Końca nie widać
Kilka dni temu minęło pół roku od zakończenia budowy obwodnicy Kupisk Starych, ale nadal nie można na nią wjeżdżać. Podlaski Zarząd Dróg Wojewódzkich w Białymstoku, pytany o to kiedy do użytku zostanie oddana zbudowana pół roku temu obwodnica, ciągle nie jest w stanie podać żadnej daty.
Obwodnica Kupisk Starych została zbudowana w ramach modernizacji drogi wojewódzkiej nr 645 Łomża – Nowogród. Inwestycja kosztowała ok. 58 mln zł, a zdecydowana większość środków – blisko 55 mln zł to unijna dotacja. Prace drogowe na ponad 10-kilometrowym odcinku drogi wojewódzkiej zaczęto w styczniu 2018 roku i zakończono wczesną jesienią 2019 r.
Sama obwodnica Kupisk ma około 2,7 km długości i mija tę miejscowość po północnej stronie. Zaczyna się tuż za granica administracyjną Miasta Łomży i kończy się w miejscu, gdzie zbudowany ma być węzeł drogowy „Nowogród” na drodze ekspresowej S61. Nowa obwodnica ma jezdnię o szerokości 7 metrów z konstrukcją nawierzchni przystosowaną do przenoszenia obciążenia ruchem KR 5 i samochodów o nośności 11,5 tony na oś. Ma także drogę serwisową i ciąg pieszo-rowerowy. Roboty przy budowie obwodnicy Kupisk Starych formalnie zostały zakończone 6 września 2019 roku. Inwestor odebrał prace potwierdzając, że droga została zbudowana dobrze, zgodnie z projektem. Niestety kierowcy, którzy od lata ubiegłego roku jeżdżą po wyremontowanej drodze do Nowogrodu, na nową obwodnicę Kupisk ciągle jeszcze nie mogą wjeżdżać.

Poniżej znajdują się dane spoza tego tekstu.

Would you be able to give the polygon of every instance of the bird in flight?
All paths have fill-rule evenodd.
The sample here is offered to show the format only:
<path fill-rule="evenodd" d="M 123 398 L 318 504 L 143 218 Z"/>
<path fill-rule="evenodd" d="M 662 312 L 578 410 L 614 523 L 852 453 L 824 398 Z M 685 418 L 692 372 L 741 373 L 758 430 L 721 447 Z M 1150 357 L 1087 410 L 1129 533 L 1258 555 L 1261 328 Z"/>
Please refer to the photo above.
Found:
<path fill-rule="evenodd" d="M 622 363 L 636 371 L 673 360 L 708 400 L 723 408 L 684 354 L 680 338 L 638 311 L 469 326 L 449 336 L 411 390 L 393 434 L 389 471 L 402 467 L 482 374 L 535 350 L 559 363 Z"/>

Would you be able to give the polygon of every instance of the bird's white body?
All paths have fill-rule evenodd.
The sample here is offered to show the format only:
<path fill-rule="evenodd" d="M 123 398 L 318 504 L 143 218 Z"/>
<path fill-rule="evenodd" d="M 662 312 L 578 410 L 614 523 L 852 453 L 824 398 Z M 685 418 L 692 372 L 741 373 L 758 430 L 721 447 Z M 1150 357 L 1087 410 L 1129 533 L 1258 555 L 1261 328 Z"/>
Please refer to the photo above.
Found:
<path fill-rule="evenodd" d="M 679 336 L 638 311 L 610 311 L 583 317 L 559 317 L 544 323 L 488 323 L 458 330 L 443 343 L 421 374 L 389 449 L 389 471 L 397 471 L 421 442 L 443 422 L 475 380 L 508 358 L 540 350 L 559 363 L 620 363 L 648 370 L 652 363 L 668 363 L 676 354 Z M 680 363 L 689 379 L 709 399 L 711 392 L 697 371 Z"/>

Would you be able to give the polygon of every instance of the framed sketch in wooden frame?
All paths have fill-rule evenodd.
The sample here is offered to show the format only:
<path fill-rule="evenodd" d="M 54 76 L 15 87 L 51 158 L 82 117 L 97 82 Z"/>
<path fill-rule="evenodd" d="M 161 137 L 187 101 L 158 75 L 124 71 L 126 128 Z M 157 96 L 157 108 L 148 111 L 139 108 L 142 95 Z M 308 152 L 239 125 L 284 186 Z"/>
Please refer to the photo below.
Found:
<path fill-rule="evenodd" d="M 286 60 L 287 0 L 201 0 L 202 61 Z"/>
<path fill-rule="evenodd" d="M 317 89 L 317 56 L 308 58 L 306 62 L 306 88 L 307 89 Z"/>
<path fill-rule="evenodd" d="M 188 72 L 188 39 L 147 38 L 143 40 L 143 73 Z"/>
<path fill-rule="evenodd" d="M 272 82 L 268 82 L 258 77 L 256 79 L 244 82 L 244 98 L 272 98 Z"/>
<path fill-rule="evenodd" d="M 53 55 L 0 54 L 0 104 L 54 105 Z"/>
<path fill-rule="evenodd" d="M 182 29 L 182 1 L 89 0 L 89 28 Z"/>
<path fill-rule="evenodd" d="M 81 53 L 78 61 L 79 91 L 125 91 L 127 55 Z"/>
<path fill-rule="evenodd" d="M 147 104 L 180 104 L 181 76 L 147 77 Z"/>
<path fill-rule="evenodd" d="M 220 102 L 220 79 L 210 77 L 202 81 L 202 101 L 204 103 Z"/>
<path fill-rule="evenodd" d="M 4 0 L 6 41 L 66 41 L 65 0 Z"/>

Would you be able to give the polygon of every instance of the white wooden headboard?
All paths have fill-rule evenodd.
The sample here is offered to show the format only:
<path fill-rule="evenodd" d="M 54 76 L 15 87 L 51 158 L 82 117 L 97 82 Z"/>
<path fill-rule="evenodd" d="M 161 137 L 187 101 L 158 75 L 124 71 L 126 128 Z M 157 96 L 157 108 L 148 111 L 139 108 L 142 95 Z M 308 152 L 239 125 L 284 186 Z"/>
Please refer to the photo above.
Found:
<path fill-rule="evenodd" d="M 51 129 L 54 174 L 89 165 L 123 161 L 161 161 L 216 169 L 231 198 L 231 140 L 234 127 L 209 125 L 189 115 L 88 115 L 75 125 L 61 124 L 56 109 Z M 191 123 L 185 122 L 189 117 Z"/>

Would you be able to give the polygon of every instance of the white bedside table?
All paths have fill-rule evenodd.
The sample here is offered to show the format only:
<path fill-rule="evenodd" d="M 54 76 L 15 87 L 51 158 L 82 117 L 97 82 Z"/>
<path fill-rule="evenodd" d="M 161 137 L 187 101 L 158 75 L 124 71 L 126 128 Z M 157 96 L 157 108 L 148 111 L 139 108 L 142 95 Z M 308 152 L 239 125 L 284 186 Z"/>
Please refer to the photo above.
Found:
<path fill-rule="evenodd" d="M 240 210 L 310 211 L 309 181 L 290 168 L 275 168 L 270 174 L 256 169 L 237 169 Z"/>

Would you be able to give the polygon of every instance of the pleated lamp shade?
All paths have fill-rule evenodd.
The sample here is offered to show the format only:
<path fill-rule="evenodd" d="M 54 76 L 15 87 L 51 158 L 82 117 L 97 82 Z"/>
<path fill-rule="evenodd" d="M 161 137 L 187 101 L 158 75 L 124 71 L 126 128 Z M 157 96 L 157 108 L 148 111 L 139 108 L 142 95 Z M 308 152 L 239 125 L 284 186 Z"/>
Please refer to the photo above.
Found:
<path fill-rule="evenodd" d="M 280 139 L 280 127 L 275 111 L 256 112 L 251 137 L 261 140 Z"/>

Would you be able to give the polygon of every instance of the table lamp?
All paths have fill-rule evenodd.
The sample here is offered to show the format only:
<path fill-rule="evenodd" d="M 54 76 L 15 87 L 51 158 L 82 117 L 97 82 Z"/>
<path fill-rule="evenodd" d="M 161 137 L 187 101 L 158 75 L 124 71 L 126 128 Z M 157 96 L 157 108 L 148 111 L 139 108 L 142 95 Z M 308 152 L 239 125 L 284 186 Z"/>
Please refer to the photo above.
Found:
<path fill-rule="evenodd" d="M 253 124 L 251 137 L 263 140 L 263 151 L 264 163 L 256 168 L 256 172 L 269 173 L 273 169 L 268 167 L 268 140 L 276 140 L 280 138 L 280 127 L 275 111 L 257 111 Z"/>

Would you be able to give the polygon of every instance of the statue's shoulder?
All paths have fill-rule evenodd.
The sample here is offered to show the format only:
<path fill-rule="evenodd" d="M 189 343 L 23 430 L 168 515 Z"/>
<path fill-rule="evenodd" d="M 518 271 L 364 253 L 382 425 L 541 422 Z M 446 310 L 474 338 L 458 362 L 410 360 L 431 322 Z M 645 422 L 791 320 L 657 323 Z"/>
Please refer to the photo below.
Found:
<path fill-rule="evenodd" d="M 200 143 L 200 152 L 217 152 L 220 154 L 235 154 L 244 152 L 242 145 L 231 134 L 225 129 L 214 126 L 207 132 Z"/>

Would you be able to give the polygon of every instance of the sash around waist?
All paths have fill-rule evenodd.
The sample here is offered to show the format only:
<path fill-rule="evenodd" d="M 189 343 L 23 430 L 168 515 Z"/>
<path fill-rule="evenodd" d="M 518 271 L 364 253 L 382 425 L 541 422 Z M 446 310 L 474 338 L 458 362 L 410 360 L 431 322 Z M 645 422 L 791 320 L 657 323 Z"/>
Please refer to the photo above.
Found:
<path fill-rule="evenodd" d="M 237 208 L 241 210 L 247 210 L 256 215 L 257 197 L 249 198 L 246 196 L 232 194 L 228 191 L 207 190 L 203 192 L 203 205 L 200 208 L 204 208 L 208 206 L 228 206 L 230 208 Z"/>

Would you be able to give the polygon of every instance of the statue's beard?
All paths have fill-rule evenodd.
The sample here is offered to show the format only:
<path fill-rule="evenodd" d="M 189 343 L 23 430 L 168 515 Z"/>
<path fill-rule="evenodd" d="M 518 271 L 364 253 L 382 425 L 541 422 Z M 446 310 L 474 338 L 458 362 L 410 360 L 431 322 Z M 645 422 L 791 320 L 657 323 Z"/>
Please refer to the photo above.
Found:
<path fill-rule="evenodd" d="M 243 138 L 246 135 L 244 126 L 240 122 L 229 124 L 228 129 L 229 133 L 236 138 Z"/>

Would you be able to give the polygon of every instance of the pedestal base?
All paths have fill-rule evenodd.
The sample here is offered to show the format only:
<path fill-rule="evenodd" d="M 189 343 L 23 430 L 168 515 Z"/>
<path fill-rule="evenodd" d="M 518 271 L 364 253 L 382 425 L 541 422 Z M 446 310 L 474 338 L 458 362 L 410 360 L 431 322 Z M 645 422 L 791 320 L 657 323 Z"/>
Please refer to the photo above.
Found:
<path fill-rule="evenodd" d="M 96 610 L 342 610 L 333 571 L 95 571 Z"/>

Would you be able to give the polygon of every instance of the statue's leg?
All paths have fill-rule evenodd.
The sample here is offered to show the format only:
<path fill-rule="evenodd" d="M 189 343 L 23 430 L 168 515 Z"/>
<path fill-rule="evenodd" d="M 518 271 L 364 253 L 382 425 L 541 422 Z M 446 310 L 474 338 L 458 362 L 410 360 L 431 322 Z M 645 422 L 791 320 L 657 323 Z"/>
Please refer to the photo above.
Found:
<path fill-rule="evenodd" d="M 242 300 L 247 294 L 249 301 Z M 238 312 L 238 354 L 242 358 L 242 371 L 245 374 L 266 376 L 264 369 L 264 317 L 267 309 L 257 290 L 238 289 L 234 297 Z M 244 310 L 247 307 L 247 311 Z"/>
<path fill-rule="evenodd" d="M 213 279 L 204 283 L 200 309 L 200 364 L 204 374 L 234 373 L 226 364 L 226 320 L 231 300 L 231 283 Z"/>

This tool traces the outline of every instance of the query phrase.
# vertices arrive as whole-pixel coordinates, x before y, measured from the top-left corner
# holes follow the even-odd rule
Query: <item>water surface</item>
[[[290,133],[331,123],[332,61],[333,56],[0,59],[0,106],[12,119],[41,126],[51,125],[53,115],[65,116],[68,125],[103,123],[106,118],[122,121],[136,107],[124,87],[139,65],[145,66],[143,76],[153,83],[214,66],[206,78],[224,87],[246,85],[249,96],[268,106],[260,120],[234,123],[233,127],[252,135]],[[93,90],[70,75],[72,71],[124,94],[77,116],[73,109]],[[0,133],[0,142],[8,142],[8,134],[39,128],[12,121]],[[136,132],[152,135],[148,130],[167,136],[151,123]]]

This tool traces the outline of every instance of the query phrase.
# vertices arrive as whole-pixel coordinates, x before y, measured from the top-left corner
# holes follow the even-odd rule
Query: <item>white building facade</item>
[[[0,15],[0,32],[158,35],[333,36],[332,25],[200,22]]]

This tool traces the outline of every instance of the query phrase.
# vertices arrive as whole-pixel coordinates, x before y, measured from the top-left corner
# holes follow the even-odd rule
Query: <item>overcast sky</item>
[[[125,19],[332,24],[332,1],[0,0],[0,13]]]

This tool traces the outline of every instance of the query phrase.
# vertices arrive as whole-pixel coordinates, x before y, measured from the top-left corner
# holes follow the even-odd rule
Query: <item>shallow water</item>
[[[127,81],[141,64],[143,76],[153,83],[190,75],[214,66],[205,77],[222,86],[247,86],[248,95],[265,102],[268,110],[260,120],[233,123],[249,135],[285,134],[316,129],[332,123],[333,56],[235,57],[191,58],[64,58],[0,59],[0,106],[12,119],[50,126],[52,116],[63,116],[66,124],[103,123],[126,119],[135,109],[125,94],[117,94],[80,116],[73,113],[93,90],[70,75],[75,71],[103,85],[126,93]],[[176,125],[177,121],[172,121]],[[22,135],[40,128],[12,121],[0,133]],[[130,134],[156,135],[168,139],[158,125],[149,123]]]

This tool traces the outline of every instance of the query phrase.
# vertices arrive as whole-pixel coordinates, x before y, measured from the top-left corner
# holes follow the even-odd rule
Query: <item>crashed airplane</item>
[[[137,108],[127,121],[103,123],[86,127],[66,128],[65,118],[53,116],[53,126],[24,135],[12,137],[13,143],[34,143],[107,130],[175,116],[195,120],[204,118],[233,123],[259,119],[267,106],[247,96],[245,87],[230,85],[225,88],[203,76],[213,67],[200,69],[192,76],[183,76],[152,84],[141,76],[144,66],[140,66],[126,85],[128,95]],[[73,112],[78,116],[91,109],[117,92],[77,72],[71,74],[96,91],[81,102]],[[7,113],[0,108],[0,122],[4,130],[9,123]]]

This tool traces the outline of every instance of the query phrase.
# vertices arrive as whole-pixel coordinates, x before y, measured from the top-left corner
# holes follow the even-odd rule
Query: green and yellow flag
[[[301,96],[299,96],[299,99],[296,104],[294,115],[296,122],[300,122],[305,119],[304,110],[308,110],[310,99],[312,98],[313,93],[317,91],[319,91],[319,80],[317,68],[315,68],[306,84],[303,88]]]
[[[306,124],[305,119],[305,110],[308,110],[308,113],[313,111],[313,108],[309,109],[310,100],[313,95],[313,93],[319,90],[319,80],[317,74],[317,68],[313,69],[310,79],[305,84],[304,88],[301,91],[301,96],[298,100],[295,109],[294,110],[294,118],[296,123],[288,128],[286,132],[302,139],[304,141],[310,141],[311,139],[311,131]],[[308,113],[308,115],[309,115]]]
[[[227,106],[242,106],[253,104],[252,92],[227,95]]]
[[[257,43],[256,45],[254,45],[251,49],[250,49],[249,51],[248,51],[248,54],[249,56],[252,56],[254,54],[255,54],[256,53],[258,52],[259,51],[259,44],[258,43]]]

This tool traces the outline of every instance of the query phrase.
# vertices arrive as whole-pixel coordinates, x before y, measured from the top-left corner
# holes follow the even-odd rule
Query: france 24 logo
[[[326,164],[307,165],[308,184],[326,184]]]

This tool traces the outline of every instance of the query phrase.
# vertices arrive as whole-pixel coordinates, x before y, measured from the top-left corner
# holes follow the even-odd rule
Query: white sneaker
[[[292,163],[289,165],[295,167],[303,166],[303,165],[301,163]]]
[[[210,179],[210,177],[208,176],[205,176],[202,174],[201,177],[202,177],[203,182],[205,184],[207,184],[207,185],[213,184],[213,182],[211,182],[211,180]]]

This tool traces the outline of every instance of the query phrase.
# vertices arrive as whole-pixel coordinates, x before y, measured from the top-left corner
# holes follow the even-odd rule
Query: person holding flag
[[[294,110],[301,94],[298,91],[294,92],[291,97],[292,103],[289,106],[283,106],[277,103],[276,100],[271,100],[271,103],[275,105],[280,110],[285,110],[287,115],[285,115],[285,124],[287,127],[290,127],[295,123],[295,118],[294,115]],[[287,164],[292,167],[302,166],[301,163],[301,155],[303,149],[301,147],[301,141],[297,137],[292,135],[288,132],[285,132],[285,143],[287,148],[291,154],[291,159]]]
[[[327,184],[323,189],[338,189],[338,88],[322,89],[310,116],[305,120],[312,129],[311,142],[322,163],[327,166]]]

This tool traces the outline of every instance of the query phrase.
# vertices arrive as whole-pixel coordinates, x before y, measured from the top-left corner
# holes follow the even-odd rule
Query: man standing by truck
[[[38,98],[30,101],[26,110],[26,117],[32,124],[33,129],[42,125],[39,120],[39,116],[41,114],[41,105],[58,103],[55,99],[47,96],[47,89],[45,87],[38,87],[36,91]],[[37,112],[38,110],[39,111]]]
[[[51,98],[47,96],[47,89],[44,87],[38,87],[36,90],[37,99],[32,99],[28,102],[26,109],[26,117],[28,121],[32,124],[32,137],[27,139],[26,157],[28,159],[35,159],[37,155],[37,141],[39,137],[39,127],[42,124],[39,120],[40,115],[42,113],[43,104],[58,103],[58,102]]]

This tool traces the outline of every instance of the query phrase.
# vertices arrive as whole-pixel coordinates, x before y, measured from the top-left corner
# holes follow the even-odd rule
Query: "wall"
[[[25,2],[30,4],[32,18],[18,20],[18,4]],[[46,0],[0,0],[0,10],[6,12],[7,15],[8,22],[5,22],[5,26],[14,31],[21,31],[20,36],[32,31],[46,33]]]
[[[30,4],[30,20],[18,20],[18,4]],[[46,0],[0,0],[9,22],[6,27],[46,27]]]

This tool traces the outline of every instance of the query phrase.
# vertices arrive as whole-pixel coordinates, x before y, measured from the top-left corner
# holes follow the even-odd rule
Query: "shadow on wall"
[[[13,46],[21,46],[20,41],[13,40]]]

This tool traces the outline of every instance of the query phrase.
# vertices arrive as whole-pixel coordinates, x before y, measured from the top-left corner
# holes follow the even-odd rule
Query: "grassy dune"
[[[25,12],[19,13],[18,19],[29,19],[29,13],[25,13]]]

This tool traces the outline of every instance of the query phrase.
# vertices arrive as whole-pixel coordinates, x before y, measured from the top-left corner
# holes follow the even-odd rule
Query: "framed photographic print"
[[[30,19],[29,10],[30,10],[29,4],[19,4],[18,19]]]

- Nadal trwają procedury formalno-prawne przewidziane prawem budowlanym celem uzyskania pozwolenia na użytkowania drogi – odpowiada Krzysztof Barbachowski, zastępca dyrektora PZDW w Białymstoku dopytywany o to, kiedy obwodnica Kupis Starych zostanie wreszcie oddana do użytku.
„Papierowy” problem
Drogę wojewódzka nr 645 przebudowano na podstawie decyzji ZRID wydanych przez wojewodę podlaskiego pod koniec 2017 roku. Zezwolenie na realizację inwestycji drogowej, wydawane na podstawie tzw. specustawy drogowej, zawiera w sobie zatwierdzenie projektu budowlanego wraz z pozwoleniem na budowę, ale także podziały działek i wywłaszczenia gruntów przejętych pod pas drogowy. Wojewoda nadał decyzjom ZRID rygor natychmiastowej wykonalności, co oznaczało, że prace mogły ruszyć natychmiast, ale procedura ich „uprawomocniania się”, musi przejść „zwyczajną” drogę administracyjną z uwzględnieniem i badaniem protestów wnoszonych przez niezadowolonych uczestników postępowania. „Papierowa droga” przeciągnęła się do tego stopnia, że budowlańcy zdążyli wybudować całą asfaltową. Teraz wszyscy oczekują na „papiery”.